Why Tiananmen still matters

  • Published
Media caption,

Carrie Gracie has been back to Beijing to find out what young people think today

On the 25th anniversary of Tiananmen, here are 25 thoughts on why 1989 still matters:

  • Remembering is not 'anti-China'. It's just saying China has politics whether it chooses to acknowledge them or not.

  • The official verdict hangs a lie around China's neck. The students weren't plotting counter-revolution. Most wanted a strong China led by a wise, clean Party.

  • Many of today's middle-ranking Party officials and company managers were democracy protesters in 1989.

Image source, AFP
Image caption,

The protests culminated in the military crackdown of 3-4 June 1989

  • Never underestimate the Party. Many observers thought it couldn't survive long after 1989.

  • Never overestimate the Party. 25 years on, it's unable to discuss what modern Chinese politics should look like.

  • In 1989 the Party had a leader serious about rule of law. Zhao Ziyang's downfall closed off talk of limiting Party power. Now the focus is perfecting authoritarianism.

Image source, Getty Images
Image caption,

Every year, Hong Kong residents remember those who died in and around Tiananmen Square

  • Tiananmen polarised and emasculated China's political liberals. Within the system, they were tainted, compromised and complicit. Outside, marginalised and irrelevant.

  • The protesters won one small victory in Hong Kong with the British government's belated attempts to seed limited democracy.

  • Zhao Ziyang, the Party boss who was toppled: "Sooner or later 4 June will have to be re-evaluated… better in stable than in troubled times."

  • 25-year project to suppress the facts gives security apparatus another reason to downgrade judicial process and human rights.

Image source, Reuters
Image caption,

But inside China, the subject remains taboo - and subject to the most strict censorship

  • Firewalls in the political theatre of the absurd. Try searching the Chinese internet for 6 and 4, "in memory" of 1989.

  • Enforcing amnesia works. 25 years on, many young censors don't even recognise the pictures they're supposed to be erasing.

  • The Party feels vindicated. It's proved a country doesn't need to be free to be rich.

  • Before and since, the Party is the air China breathes. Most citizens want it to be better. They weren't then, and aren't now, asking to remove it.

Image source, Getty Images
Image caption,

China's leaders, meanwhile, continue to reject democratic reforms

  • There were many Party members and some Party leaders who believed in free media, independent courts and conviction politics.

  • Forgetting is a survival mechanism. Those who insist on remembering face house arrest, forced "holidays", "drinking tea" and less polite forms of persuasion.

  • Part of China's cycle of political hope and despair. Some say prosperity justifies the crackdown, but perhaps prosperity will help break the cycle?

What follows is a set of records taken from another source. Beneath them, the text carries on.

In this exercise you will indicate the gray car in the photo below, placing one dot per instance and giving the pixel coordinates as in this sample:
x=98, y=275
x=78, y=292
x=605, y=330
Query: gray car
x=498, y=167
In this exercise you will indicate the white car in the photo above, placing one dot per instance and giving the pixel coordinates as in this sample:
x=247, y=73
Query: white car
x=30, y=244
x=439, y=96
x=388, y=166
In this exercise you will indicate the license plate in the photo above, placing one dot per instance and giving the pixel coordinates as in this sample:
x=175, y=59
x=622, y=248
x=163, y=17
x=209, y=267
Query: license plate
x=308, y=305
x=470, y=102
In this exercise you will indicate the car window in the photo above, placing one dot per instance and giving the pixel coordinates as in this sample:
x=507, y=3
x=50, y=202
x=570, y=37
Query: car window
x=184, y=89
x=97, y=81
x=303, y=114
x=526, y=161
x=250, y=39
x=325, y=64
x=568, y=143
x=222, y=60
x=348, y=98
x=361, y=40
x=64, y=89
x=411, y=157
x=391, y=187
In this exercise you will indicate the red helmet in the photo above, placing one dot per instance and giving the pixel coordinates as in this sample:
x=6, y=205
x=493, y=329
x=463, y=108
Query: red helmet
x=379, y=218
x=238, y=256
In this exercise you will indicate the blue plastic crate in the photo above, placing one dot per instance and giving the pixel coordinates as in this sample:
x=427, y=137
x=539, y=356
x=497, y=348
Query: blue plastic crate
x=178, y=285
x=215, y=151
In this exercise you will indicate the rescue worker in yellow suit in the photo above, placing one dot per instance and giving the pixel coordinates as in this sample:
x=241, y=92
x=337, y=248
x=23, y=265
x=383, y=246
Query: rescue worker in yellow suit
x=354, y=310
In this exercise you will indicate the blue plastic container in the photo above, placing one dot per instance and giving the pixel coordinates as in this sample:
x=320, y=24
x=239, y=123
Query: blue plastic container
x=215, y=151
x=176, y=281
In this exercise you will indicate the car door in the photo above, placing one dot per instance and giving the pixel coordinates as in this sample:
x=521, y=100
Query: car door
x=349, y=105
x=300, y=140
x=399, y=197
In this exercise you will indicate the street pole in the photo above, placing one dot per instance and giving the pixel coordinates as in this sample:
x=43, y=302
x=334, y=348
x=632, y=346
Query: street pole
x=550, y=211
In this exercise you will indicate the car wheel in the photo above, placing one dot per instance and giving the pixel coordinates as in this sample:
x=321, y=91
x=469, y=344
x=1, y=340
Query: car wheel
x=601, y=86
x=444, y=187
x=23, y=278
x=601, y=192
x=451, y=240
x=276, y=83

  • Post-1989 Party data-mining for public opinion. Learned its lesson: get ahead of the curve on corruption, house prices, pollution.

Image source, Reuters
Image caption,

But the government says it wants to tackle public grievances like the environment, for example

  • Party rules and institutions were ignored. Decisions stacked. 25 years on, top-tier decision-making is just as opaque.

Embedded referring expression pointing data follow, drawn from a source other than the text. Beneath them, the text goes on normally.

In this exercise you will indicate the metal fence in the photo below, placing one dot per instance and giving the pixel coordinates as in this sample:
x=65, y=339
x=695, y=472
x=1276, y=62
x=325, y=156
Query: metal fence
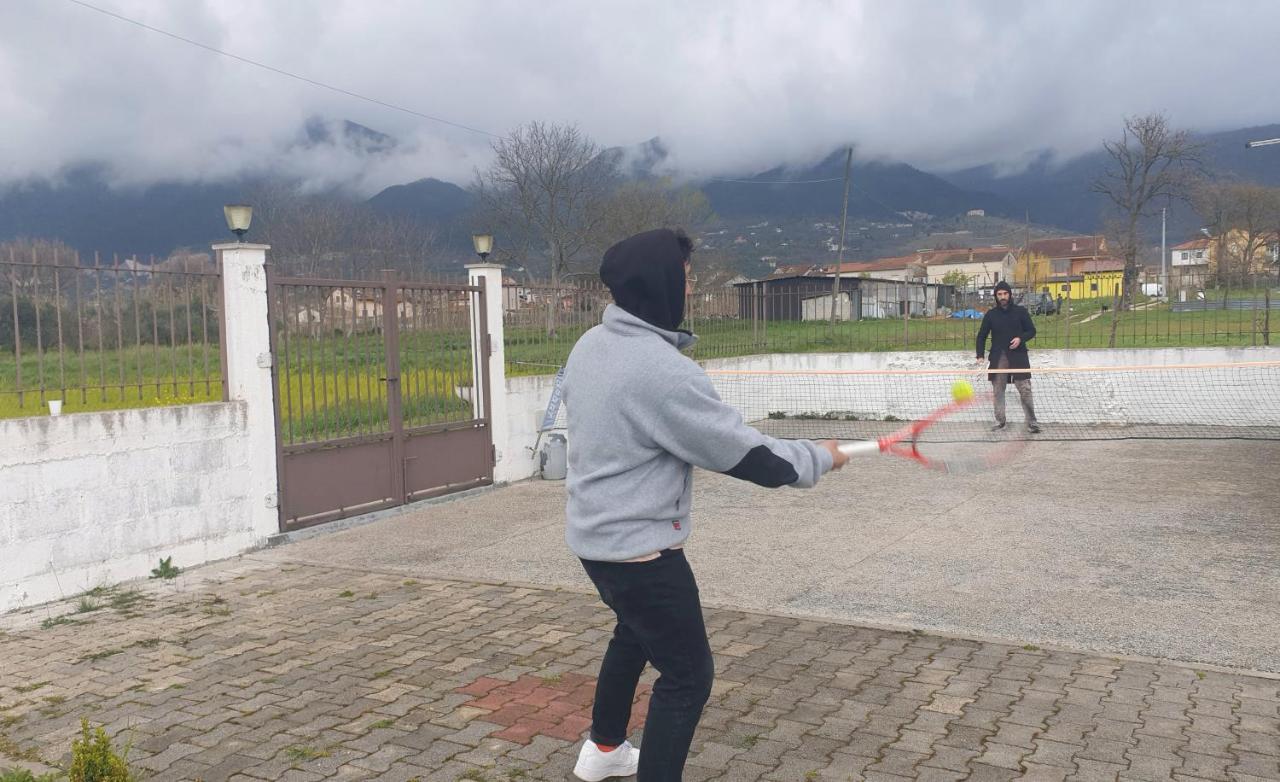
x=544, y=321
x=337, y=342
x=78, y=335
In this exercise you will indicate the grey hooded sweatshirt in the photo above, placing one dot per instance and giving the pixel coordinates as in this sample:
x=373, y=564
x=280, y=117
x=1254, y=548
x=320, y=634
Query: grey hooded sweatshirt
x=641, y=415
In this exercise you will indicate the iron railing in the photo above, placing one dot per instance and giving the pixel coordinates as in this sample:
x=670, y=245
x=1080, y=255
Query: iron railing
x=81, y=335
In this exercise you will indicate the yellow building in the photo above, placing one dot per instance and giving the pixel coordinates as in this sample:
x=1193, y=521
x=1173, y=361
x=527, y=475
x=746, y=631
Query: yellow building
x=1097, y=279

  • Even in its darkest hour the Party would not take politics lessons from foreigners. Even less now that China is rich and powerful.

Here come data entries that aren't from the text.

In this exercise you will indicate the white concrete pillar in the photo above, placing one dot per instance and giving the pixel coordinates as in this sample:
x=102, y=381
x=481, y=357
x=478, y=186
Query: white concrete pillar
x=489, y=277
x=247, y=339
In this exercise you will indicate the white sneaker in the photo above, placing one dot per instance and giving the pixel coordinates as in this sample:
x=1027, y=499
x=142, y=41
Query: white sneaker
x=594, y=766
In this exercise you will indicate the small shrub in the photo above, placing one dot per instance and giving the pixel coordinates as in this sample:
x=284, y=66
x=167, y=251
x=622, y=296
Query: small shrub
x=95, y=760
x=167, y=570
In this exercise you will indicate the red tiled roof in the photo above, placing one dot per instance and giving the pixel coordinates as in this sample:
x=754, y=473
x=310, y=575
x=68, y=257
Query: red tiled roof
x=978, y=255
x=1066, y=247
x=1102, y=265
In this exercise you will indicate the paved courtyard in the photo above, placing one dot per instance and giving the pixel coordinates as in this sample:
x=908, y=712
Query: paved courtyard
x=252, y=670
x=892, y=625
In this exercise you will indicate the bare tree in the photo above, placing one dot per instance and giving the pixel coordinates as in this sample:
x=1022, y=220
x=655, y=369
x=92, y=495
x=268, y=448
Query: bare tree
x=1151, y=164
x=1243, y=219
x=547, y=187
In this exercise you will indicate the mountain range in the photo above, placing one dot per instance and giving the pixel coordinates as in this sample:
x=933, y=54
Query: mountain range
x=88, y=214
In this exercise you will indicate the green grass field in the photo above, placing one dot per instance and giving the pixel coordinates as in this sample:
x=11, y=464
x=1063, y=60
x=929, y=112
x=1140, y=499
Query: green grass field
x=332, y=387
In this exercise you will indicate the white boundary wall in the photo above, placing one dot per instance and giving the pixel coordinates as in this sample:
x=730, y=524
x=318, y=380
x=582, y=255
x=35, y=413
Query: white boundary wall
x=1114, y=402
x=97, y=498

  • For many young people 4 June doesn't register. Politics don't register. They simply don't know there was a generation which made sacrifices for an idea.

  • Success in China, whether measured in money or status, depends on seeing only what is allowed to be seen and looking away from what is not.

Image source, Reuters
Image caption,

Since Tiananmen, China's economy has soared - and millions have been raised out of poverty

  • China's post-1989 generations can vote with their feet. Why risk all for a better politics at home when you can get clean air, safe food and freedom elsewhere?

  • Chinese writer Lu Xun nearly a century ago: 'All blood debts must be repaid in kind: the longer the delay, the greater the interest.'

  • If the Party felt it had to do the same again, it probably would.